Mężczyzna trafił do szpitala po wypadnięciu z trzeciego piętra, ale lekarz odmówił zbadania go. Dwukrotnie. Szpital zwolnił lekarza w trybie natychmiastowym.
43-letni mężczyzna trafił do szpitala w ubiegłym tygodniu. Jak informuje "Głos Pomorza", który dotarł do brata pokrzywdzonego, lekarz na Szpitalnym Oddziale Ratunkowym miał odmówić jego zbadania i odesłać go na izbę wytrzeźwień.
Jednak, jak pisze gazeta, stamtąd znów przywieziono go do szpitala.
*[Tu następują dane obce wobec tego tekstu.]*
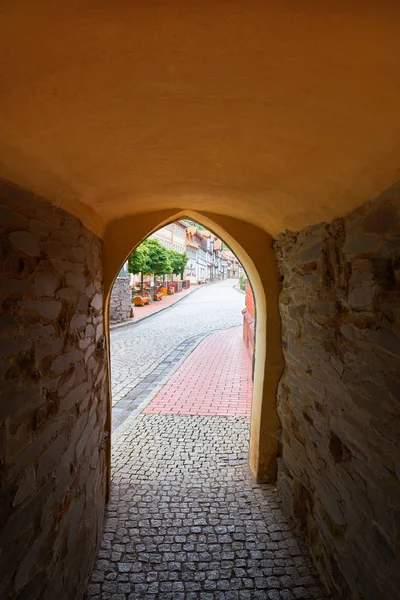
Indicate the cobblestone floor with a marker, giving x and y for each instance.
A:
(186, 520)
(138, 349)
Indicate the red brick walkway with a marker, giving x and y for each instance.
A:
(214, 380)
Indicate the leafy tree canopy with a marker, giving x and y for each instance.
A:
(138, 260)
(178, 262)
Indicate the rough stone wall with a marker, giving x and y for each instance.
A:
(120, 300)
(53, 406)
(338, 399)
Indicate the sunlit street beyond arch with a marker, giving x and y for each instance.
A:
(185, 518)
(138, 350)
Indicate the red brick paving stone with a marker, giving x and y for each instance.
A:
(215, 380)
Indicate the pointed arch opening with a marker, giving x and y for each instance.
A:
(253, 248)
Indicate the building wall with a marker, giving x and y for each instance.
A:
(54, 399)
(120, 300)
(338, 399)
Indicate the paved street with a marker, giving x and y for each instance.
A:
(186, 521)
(138, 349)
(216, 379)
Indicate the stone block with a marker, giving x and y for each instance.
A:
(45, 284)
(25, 242)
(48, 309)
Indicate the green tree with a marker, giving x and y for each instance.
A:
(178, 262)
(150, 258)
(138, 262)
(158, 257)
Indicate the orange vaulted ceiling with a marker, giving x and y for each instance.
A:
(281, 113)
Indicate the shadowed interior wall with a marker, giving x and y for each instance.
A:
(338, 399)
(54, 393)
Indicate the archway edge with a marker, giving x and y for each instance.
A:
(254, 248)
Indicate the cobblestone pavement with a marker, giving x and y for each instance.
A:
(186, 520)
(214, 380)
(137, 349)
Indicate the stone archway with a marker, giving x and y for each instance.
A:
(253, 247)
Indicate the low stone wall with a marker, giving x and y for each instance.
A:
(338, 399)
(53, 377)
(120, 300)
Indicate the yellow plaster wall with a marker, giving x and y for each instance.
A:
(253, 247)
(279, 113)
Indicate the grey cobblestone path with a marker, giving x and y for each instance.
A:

Miał uskarżać się na ból w klatce piersiowej i problemy w oddychaniu. Nie mógł też chodzić.
Lekarz jednak po raz kolejny odmówił zbadania pacjenta i kazał odwieźć go do domu - czytamy w gazecie. Jak opowiada brat pokrzywdzonego w "Głosie Pomorskim", ponieważ pacjent nie posiadał meldunku, trafił do domu siostry, gdzie zostawiono go pod opieką małoletniego. Dopiero, gdy przywieziono mężczyznę za trzecim razem, zbadano go. Stwierdzono dwa złamane żebra oraz ogólne potłuczenie ciała.
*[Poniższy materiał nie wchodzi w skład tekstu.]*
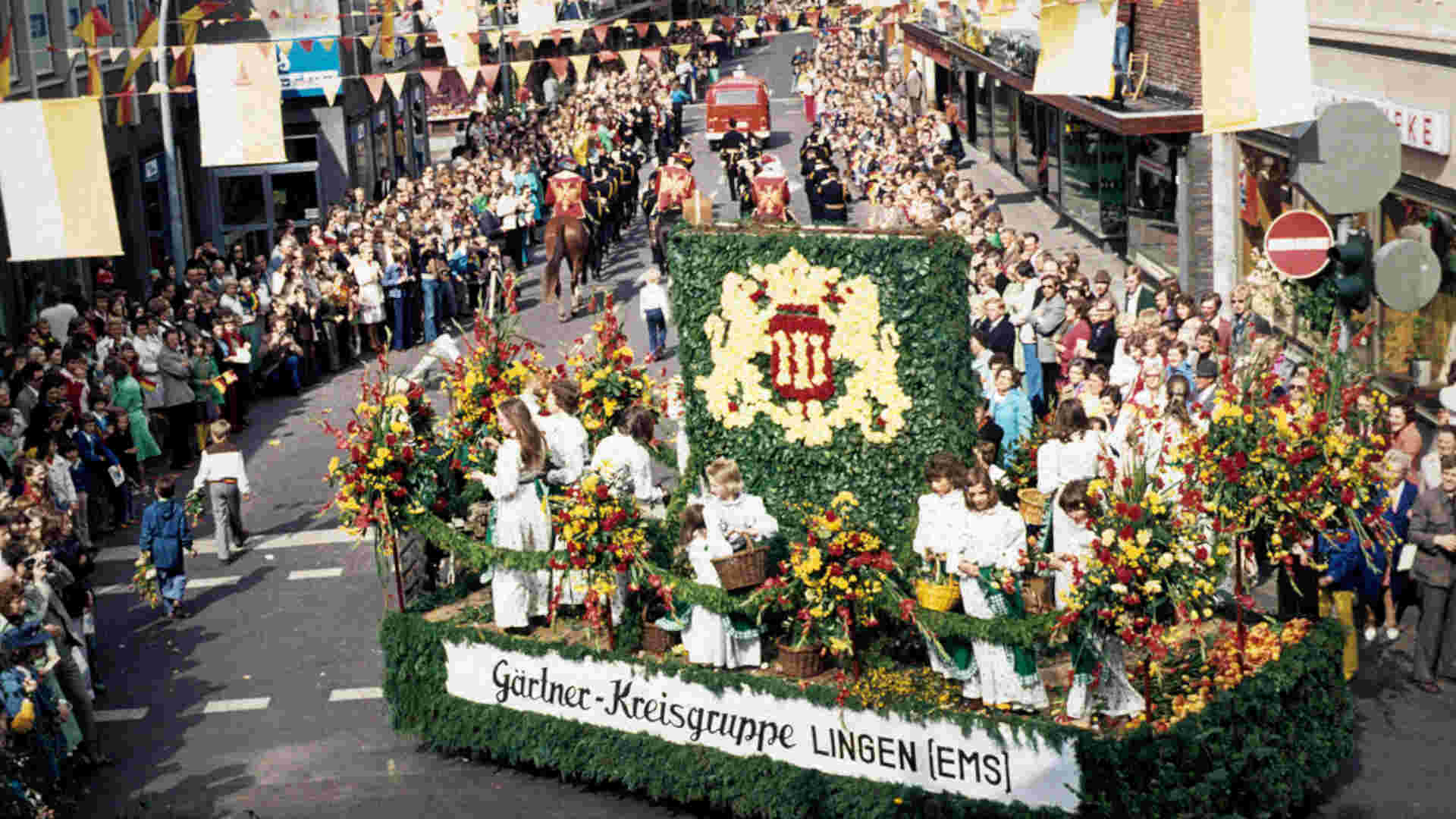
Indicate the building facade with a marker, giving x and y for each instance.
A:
(1400, 57)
Szpital w Słupsku przyznaje, że doszło do takiego zdarzenia i że mężczyzna został zbadany dopiero za trzecim razem. – Ubolewamy i przepraszamy tego pana i jego rodzinę za sytuację. Lekarz decyzją zarządu został zwolniony w trybie natychmiastowym – informuje nas Elżbieta Gryko, rzecznik szpitala.
Doktor był zatrudniony na umowie kontraktowej. Do szpitala w Słupsku dojeżdżał ze Szczecina. Był doświadczonym lekarzem z długoletnim stażem.